February 19 2025

Legal Due Diligence in M&A: Key Considerations for Employment Relationships

Mergers & Acquisitions – Employment Aspects

The mergers and acquisitions (M&A) process is complex and requires a thorough legal due diligence review. One of the critical areas to assess is the employment relationships within the target company. Failure to conduct a comprehensive labor law analysis can result in unforeseen obligations and financial risks post-transaction.

Employment Contract Review

During legal due diligence, it is essential to examine employee contracts, including standard and individualized agreements, as well as other employment-related contracts such as non-compete agreements, confidentiality commitments, and bonus schemes.

Key aspects to assess in employment contracts include:

  • Salary structure and compensation terms
  • Severance packages and other benefits
  • Termination conditions
  • Employment of foreign workers and related legal implications

A common issue in M&A transactions is the misrepresentation of non-compete agreements.
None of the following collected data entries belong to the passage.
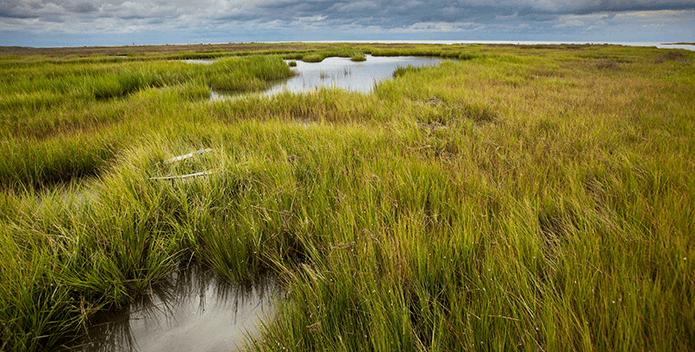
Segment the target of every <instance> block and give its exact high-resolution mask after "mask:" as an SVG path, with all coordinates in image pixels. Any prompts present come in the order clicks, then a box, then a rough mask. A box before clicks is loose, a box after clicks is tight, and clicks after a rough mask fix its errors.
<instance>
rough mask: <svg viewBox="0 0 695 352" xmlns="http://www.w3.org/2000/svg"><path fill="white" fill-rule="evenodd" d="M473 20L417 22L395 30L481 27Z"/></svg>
mask: <svg viewBox="0 0 695 352" xmlns="http://www.w3.org/2000/svg"><path fill="white" fill-rule="evenodd" d="M481 27H482V26H480V25H479V24H477V23H473V22H418V23H415V24H412V25H410V26H408V27H405V28H397V29H394V31H397V32H463V31H471V30H478V29H481Z"/></svg>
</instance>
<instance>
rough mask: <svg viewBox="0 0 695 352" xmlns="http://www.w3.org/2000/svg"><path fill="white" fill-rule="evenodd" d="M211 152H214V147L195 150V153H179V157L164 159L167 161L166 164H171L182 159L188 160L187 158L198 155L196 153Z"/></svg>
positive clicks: (165, 163) (165, 160)
mask: <svg viewBox="0 0 695 352" xmlns="http://www.w3.org/2000/svg"><path fill="white" fill-rule="evenodd" d="M210 152H212V149H210V148H207V149H201V150H198V151H195V152H193V153H188V154H186V155H179V156H177V157H174V158H171V159H167V160H164V163H165V164H171V163H173V162H177V161H181V160H186V159H188V158H192V157H194V156H196V155H203V153H210Z"/></svg>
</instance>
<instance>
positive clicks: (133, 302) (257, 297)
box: [70, 267, 278, 352]
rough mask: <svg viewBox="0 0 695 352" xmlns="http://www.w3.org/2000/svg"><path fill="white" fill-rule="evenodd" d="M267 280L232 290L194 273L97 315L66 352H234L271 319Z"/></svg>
mask: <svg viewBox="0 0 695 352" xmlns="http://www.w3.org/2000/svg"><path fill="white" fill-rule="evenodd" d="M277 292H278V290H277V288H276V286H275V281H274V280H273V279H272V278H264V279H263V280H258V281H257V282H254V283H253V284H251V283H249V284H245V285H240V284H232V283H229V282H227V281H226V280H224V279H222V278H220V277H218V276H216V275H215V274H213V273H211V272H210V271H207V270H204V269H202V268H199V267H195V268H192V269H190V268H189V269H187V270H185V271H181V272H177V273H175V274H172V275H171V276H170V277H169V278H168V280H166V282H164V283H163V284H161V285H159V286H158V287H156V288H153V289H151V290H150V292H147V293H146V294H145V295H143V296H142V297H140V299H138V300H136V301H135V302H132V303H130V304H129V305H127V306H126V307H124V308H122V309H121V310H119V311H116V312H109V313H105V314H102V316H100V317H98V318H97V319H95V321H94V322H93V324H92V325H91V327H90V328H89V330H88V336H87V337H85V338H84V341H82V342H81V343H80V344H79V345H78V346H75V347H72V348H71V349H70V350H71V351H84V352H87V351H90V352H91V351H98V352H102V351H103V352H106V351H109V352H124V351H129V352H132V351H142V352H158V351H161V352H176V351H182V352H183V351H186V352H189V351H190V352H198V351H199V352H208V351H210V352H212V351H236V350H237V349H239V348H240V347H241V346H242V344H243V343H244V341H245V340H246V339H247V337H248V336H249V335H251V336H253V335H255V334H257V333H258V330H259V328H260V325H261V323H262V322H267V321H268V319H271V318H272V316H273V315H274V314H275V309H276V308H275V306H274V305H273V297H274V295H275V294H277Z"/></svg>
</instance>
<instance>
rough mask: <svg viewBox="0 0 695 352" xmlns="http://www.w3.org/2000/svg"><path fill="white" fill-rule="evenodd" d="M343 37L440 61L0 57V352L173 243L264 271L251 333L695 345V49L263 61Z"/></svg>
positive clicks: (417, 342) (164, 266)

A frequent mistake is the failure to define proper compensation for the non-compete period, which, under Lithuanian labor law, must be at least 40% of the employee’s average salary. Improperly drafted non-compete agreements can be deemed invalid, potentially leaving the acquiring company without protection if key employees exit post-transaction.

Confidentiality agreements must also be carefully assessed. This includes verifying whether employees clearly understand which data is classified as confidential, the duration of confidentiality obligations, the employer’s role in data protection, and applicable penalties for breaches.

Wages & Compensation Review

It is crucial to check for any outstanding payments related to salaries, vacation pay, overtime, or other employee benefits.

Executive and managerial contracts may contain significant severance clauses, commonly referred to as golden parachutes, which entitle executives to substantial payouts in case of a company acquisition. In some cases, these payouts can equal a full year’s salary, making them a major financial burden if overlooked during due diligence.

European case law consistently reinforces that all employer obligations to employees remain in force, even if they were not properly settled before the transaction. Thus, failing to identify unpaid wages or other liabilities, or omitting legal safeguards in the acquisition agreement (e.g., penalties for undisclosed financial obligations), can result in substantial financial losses for the buyer.

Collective Employment Relations & Trade Unions

If the target company has active trade unions or collective bargaining agreements, it is crucial to evaluate their terms and commitments, as these obligations will remain in effect post-acquisition.

Collective agreements may include additional employee benefits such as:

  • Higher salaries
  • Extended vacation entitlements
  • Extra bonuses or social security benefits
  • Restrictions on modifying working conditions, working hours, or organizational structure

Such provisions can increase operational costs or complicate business restructuring efforts following the acquisition.

Employment Disputes

Due diligence should include an assessment of all ongoing labor disputes, including cases related to:

  • Unlawful dismissals
  • Discrimination or workplace harassment claims
  • Wage disputes
  • Other labor law violations

Additionally, it is advisable to evaluate potential disputes, such as pending employee complaints filed with labor authorities. Repeated conflicts may indicate poor HR management practices and expose the buyer to further legal risks.

Final Considerations

Employment law due diligence is a crucial component of M&A transactions. A meticulous review of employment contracts, agreements, and collective bargaining conditions can help identify potential risks and ensure a smooth transaction process. In practice, some sellers intentionally or unintentionally conceal employment-related information, making it essential to include legal safeguards in the acquisition agreement, such as warranties and liability clauses.